Snapshotting PostgreSQL databases with templates using Spring JDBC
Nowadays with the rise of more and more complex systems software testing is more important then ever. This not only includes unit testing but also integration-, end to end- and acceptance tests. For some of these test scenarios it is important to have a defined state of your database which could be reproduced in example between different test suites. To achieve this goal there are different options. It is possible to simply rebuild a docker container in which the database runs and migrate to the actual state with a tool like flyway (here I described how to do that with a Java EE application) but this may take some time and seems only suitable between independent test runs. Another option would be to delete all table data (truncate) and repopulate all the needed test data with appropriate SQL Scripts. This should be the fastest option but it has the disadvantage that the SQL scripts has to be maintained manually and you could only reset a state that is kept in this SQL scripts.
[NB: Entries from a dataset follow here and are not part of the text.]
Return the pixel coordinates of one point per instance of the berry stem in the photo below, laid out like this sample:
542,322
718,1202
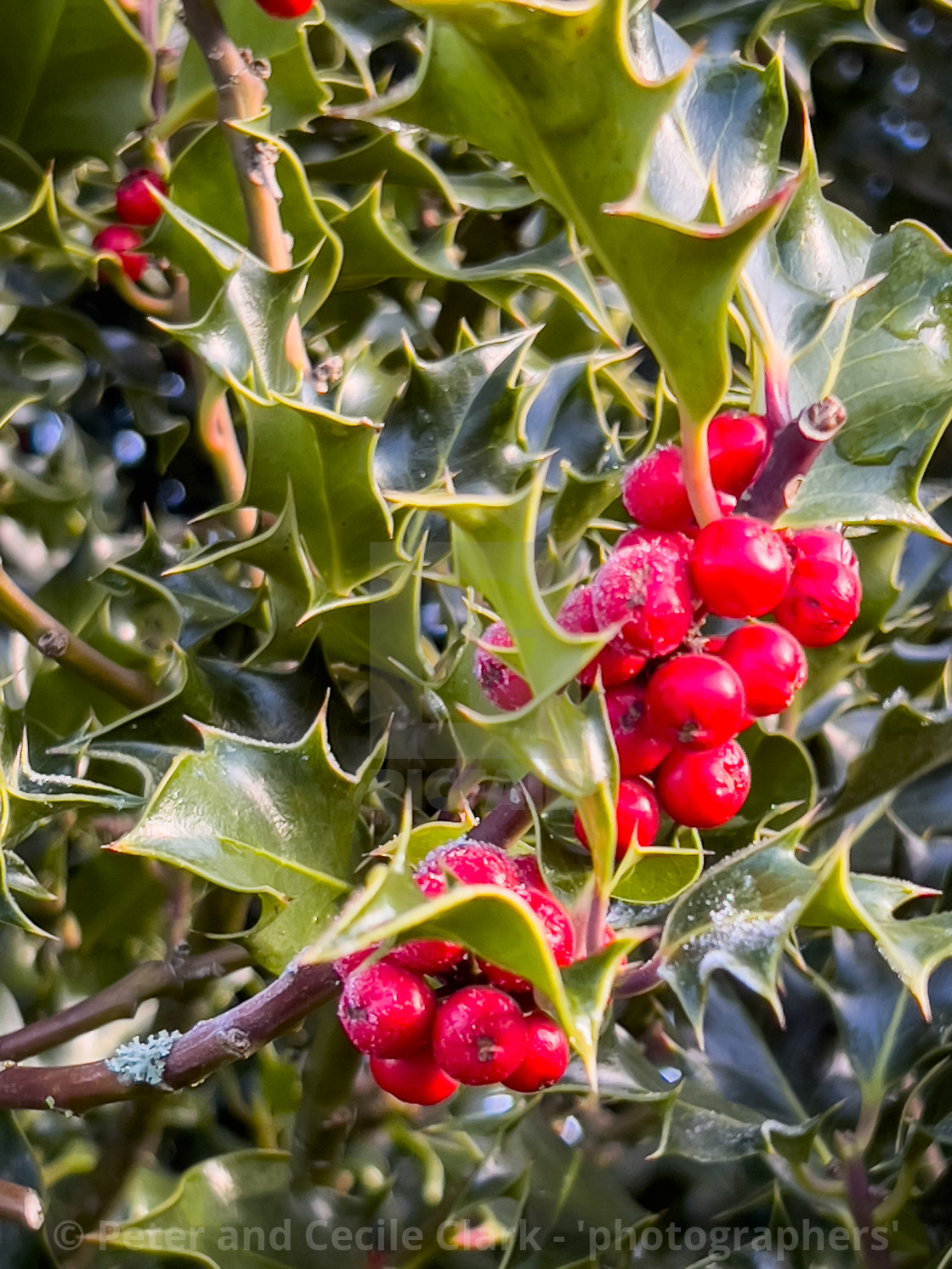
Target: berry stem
121,1000
696,467
128,687
795,450
241,94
When I was faced with this task I recently used a nice feature of the PostgreSQL database for a snapshot like behaviour. Postgres comes with a build-in template mechanism which is used when a new database is created. For this a freshly installed Postgres instance comes with a default database named ‘postgres’ and two templates named ‘template0’ and ‘template1’. The idea is that you can modify template1 as you like to suite your needs for creating new empty databases and let template0 as it is to still have a plain default. You can read more about this in the Postgres documentation. Additional to that it is possible to create your own custom templates which can be copies of actual databases. By doing that you can effectively “roll back” at any time later. In my case this was really fast (your mileage may vary depending on the size of your database), had a minimum of code to be written and comes with the benefit that it is possible to make the template at runtime when the tester has created a state he would like to reproduce.
I chose to do all the needed operations with Spring JDBC as it is very convenient because the use of the JdbcTemplate handles all the connecting/disconnecting and error handling for you. All you need to do is to pass it a datasource and use standard SQL statements as query parameters for the template. To learn more about it you can take a look at the excellent Spring documentation about data access with JDBC but I guess you will be able to follow my code snippets here as well.
@Component public class DefaultDataSource extends DriverManagerDataSource { @PostConstruct public void init() { this.setDriverClassName("org.postgresql.Driver"); this.setUrl("jdbc:postgresql://localhost:5432/postgres"); this.setUsername("user"); this.setPassword("password"); } }
This class defines a datasource for a standard Postgres db running on your local machine at the standard port. The @Component annotation is used by Spring to identify it as a Spring bean which makes it injectable via the @Autowired annotation while the @PostConstruct annotation gets the init method called after construction of the object.
Lets now say we have a fresh Postgres instance with the production database ‘tasklist’ which we want to copy for later recreation.
The best way to do this is to connect to the default ‘postgres’ database which we defined in the datasource above as it is not involved in the process of copying and won’t interfere with the process.
@Autowired private DefaultDataSource defaultDataSource; ... JdbcTemplate jdbcTemplate = new JdbcTemplate(defaultDataSource);
This is all what we need to do for connecting as the rest of the work does the template when we execute a query.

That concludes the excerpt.